Published on O'Reilly (http://oreilly.com/)
 See this if you're having trouble printing code examples

ETel and Your Second Language

by Matthew Chmiel

Computer Assisted Language Learning (CALL) is a term linguists use for programs like Rosetta Stone. It also happens to be a wonderfully apt acronym for this article. I recently created a CALL program with Asterisk called the Language Dialer. The Language Dialer uses the telephone to record practice conversations for language students in any language. All you gotta do is call.

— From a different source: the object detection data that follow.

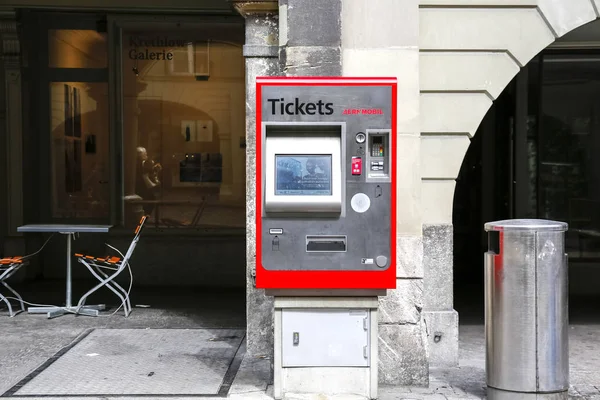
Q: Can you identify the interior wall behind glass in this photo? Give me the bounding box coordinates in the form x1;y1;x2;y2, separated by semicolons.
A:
122;28;246;228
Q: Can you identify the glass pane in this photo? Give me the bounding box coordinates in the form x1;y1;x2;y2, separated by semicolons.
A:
48;29;108;68
123;31;246;228
539;55;600;258
50;82;109;218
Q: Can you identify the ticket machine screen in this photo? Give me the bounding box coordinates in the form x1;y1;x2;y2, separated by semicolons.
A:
275;154;331;196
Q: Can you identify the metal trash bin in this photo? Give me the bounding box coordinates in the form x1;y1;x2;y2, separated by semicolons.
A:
485;219;569;399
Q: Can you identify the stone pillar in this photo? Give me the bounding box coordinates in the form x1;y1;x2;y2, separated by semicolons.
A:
341;0;429;386
233;0;279;357
279;0;342;76
0;13;25;268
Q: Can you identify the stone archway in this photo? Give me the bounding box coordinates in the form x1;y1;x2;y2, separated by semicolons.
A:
419;0;600;366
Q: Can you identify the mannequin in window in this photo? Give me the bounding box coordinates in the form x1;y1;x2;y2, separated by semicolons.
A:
135;147;162;215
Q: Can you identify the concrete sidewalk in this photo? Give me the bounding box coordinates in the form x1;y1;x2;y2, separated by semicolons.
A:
0;282;600;400
0;325;600;400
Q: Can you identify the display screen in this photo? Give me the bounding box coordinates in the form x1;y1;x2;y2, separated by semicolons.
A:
275;154;331;196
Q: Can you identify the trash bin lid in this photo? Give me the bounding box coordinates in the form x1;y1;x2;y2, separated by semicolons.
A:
484;219;569;232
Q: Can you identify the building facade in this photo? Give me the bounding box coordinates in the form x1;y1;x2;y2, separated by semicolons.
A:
0;0;600;385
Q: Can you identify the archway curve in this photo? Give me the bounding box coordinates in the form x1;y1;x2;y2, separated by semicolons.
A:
420;0;600;224
419;0;600;366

I built the Language Dialer (LD) because I started teaching myself Bengali a year ago (my wife's language). My lessons come from a "Teach Yourself Bengali" book and CD I bought soon after we got engaged. I was a student at New York University's Interactive Telecommunications Program (ITP) at the time, taking Shawn Van Every's Producing Participatory Media class, when I was inspired to turn my Bengali learning experience into a new kind of language acquisition tool.

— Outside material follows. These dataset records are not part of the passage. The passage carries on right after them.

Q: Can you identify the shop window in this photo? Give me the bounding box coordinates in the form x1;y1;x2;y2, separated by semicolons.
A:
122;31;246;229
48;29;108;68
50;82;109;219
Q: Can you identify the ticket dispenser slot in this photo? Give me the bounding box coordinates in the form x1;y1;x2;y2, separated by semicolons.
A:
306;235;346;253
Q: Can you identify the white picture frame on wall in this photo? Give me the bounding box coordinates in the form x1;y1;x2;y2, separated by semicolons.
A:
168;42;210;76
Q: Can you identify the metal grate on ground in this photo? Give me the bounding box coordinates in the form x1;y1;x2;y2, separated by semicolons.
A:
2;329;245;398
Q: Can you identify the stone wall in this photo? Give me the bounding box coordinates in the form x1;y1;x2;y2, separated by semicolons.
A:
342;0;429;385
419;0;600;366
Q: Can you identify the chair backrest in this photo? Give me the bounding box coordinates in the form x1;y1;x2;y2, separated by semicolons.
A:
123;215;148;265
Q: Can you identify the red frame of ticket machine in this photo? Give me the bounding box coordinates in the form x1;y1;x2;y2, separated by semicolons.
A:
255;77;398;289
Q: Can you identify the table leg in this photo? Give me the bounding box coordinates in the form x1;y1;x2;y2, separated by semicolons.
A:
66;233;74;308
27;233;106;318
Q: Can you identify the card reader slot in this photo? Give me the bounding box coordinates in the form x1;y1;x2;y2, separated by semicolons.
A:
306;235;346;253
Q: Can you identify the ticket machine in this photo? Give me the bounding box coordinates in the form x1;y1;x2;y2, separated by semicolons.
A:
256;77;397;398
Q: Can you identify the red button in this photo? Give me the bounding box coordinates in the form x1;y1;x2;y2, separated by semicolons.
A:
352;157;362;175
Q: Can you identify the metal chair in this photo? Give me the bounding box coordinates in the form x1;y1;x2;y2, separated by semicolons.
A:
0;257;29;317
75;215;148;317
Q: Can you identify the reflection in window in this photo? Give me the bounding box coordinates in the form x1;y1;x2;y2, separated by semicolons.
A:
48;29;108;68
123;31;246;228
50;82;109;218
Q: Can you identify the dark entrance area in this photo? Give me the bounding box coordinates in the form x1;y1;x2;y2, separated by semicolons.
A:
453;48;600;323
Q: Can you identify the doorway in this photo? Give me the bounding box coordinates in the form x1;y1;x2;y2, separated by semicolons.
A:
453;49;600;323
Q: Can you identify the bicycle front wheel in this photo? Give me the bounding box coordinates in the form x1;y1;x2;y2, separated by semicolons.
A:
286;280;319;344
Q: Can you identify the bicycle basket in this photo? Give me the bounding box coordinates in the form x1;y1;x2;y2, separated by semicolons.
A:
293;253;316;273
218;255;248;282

I developed this project from the perspective of a current student, wondering what kind of interaction would enhance the lessons of my "Teach Yourself Bengali" book. As a result, the first few versions of this project were quite self-involved. I used a web camera to film myself reading a Bengali children's book, expecting viewers to make comments in the comment section of my Moveable Type blog, pointing out errors I made in the reading (who would watch this?). This first version set a very limited context for a specific target audience (my wife). And even she wasn't interested.

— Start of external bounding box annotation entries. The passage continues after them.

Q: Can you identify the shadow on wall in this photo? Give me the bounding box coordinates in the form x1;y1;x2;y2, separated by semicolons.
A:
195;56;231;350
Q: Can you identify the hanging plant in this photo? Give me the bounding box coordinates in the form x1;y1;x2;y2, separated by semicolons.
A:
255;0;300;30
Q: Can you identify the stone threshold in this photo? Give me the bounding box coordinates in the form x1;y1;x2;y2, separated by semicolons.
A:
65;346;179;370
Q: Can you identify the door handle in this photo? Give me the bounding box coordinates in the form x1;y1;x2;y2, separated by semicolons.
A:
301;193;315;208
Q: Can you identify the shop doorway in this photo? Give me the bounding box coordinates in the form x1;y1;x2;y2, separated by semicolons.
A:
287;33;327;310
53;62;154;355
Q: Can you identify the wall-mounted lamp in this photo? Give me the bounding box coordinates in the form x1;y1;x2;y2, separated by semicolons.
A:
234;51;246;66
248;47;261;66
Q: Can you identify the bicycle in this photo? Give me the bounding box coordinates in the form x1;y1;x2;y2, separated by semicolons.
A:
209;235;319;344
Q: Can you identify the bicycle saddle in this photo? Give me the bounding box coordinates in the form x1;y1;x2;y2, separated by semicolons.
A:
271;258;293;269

I enhanced this model in the second version, using SMIL coding to link a QuickTime recording of me reading a Bengali headline in an embedded player. I improved user commenting by incorporating Asterisk — providing a phone number for users to call in and record a comment, critique, or reaction to my shaky Bengali. These projects were educational failures that motivated me to expand the original concept. I still needed help with my Bengali, but I had to open up this process to other students.

Asterisk facilitated better user interaction and allowed me to expand the idea of creating a unique language-learning tool on the Web. I decided to enhance the Asterisk-empowered interactions by emphasizing audio over textual content. Rather than reading Bengali script, I was going to recreate Bengali conversation simulations. Leaving text aside would also eventually let this project support any and every language on the planet, but I will get to that in a minute.


The third iteration of this concept was an all-audio prototype I introduced at the 2007 O'Reilly ETel Conference called BanglaBollo. This was a Bengali-centric Asterisk program for students interested in practicing three conversations stored on the site. These conversations followed a specific scene, like ordering food in a restaurant, where one side of a conversation was pre-recorded and broadcast when calling a number. If a student called the restaurant scene, he would hear my wife's voice playing the part of a waiter asking questions about his order. In between each question is a four or five second pause, just long enough to respond. It is up to the student to listen to each question and reply as if it were a real conversation. The whole exchange is then recorded and stored as a .wav file on the page, making it a collaboration of sorts where other students can participate as well as listen to other callers make recordings with the same audio file.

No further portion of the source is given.